Mailman School of Public Health receives grant for homelessness prevention studies
Awarded $5 million grant from the National Institute of Mental Health
November 16, 2005 -- Researchers at Columbia University's Mailman School of Public Health have been awarded a $5 million grant from the National Institute of Mental Health to establish the Columbia Center for Homelessness Prevention Studies. A key objective of the Center is to develop interventions to prevent chronic homelessness among people with severe mental illness.
To achieve the Center's broad prevention agenda, faculty from an array of disciplines, including public health, psychiatry, social work, economics, and urban planning, will be brought together with service providers, consumers, and city and state policy makers to collaborate on the development of new and more effective approaches to enable people at risk of chronic homelessness to retain safe, adequate, and affordable housing.
"Homelessness is a social problem of enormous public health significance, " says Carol Caton, PhD, professor of clinical Sociomedical Sciences at the Mailman School, center director, principal investigator, and a research scientist at the New York State Psychiatric Institute. "It has been estimated that 25 percent of homeless adults aged 18 years and older suffer from severe mental illness." Successful efforts to create supportive housing for people with severe and persistent mental illness have enabled many to move from shelters and streets, according to Dr. Caton. However, a high rate of recidivism has been identified raising concern that people with mental illness may be vulnerable to chronic homelessness despite best efforts to date. Moreover, these initiatives have not forestalled the steady increase in the numbers of new people with mental illness falling into homelessness with each passing year. "As research on homelessness moves into its third decade, what we know about it and the causes of its widespread prevalence among different groups of America's most impoverished is overshadowed by our inability to prevent it," she observes.

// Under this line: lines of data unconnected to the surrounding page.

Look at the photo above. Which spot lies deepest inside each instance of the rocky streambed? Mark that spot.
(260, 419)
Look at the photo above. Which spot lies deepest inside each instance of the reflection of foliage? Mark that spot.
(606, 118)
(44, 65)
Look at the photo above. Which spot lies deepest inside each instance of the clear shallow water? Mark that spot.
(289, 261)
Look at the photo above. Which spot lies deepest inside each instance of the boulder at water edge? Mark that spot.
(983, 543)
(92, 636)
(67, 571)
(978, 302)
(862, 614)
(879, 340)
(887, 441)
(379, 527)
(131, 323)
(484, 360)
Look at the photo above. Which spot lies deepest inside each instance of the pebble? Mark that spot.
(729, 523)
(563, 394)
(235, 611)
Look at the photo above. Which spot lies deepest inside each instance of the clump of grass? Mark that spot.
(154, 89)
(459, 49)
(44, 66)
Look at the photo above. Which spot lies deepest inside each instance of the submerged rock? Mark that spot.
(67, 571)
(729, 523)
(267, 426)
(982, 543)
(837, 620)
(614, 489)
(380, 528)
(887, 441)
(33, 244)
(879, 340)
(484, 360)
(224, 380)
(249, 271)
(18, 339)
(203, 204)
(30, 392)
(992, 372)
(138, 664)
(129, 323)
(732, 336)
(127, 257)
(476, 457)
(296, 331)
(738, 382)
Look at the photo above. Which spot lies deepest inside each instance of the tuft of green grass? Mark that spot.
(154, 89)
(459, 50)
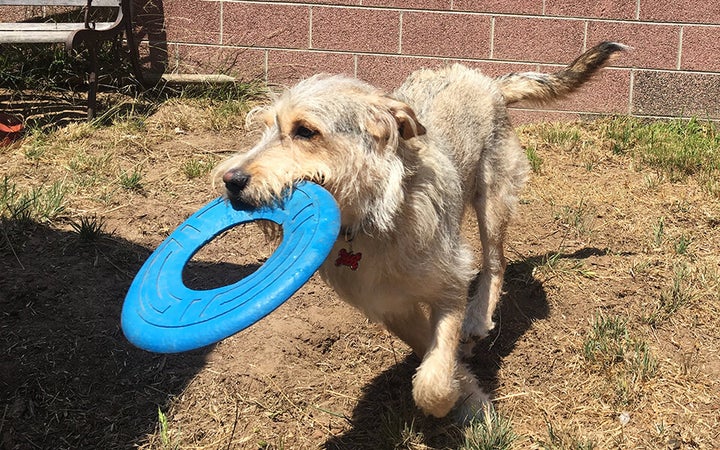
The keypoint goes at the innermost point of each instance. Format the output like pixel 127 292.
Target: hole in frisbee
pixel 231 256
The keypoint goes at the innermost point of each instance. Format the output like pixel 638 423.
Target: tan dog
pixel 403 168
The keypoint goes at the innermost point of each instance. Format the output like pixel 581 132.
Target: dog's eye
pixel 304 132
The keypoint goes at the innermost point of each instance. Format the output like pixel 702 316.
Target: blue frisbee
pixel 161 314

About 12 million people of the U.S. adult population have experienced literal homelessness at some time in their lives. In 1996, the most recent year for which such data are available, 3.5 million Americans were homeless at least once during the year, an increase of 1.2 million over that estimated 10 years earlier. The condition of homelessness has been associated with mental illness, substance abuse, and health problems, sometimes alone, but often in combination. "There is a need to advance the knowledge base on the factors underlying chronic homelessness, accelerate the development of evidence-based preventive interventions, and disseminate effective interventions, treatments, and service models to benefit the mentally ill at greatest risk of long-term housing instability," observes Ezra Susser, MD, DrPH, Anna Cheskis Gelman and Murray Charles Gelman Professor of Epidemiology, professor of Psychiatry, chair of the Department of Epidemiology, and center co-director.
To date, most of the empirical work on homelessness has been cross-sectional or of limited duration of follow-up. Therefore, there is little understanding of the impact of homelessness over the life course or its association with access to services or participation in social and community activities. "What is now needed is an assertive, coordinated effort to thrust the science of homelessness prevention forward," says Dr. Susser.
Preliminary evidence as well as field experience suggests that homelessness experiences can exacerbate existing illnesses, impede recovery, and provoke new illnesses. "For all these reasons, we believe that our prevention program must focus on both high risk and population-level prevention," notes Dr. Caton. The strategy of the Columbia Center for Homelessness Prevention Studies is to develop an agenda for homelessness prevention studies ranging from pre-intervention research to Phase I, II, and III clinical trials and effectiveness studies.
Richard Parker, PhD, professor and chair, Department of Sociomedical Sciences, serves as associate director of the Center. Dr. Susan Barrow, research scientist at the New York State Psychiatric Institute, also serves as an associate director of the new Center.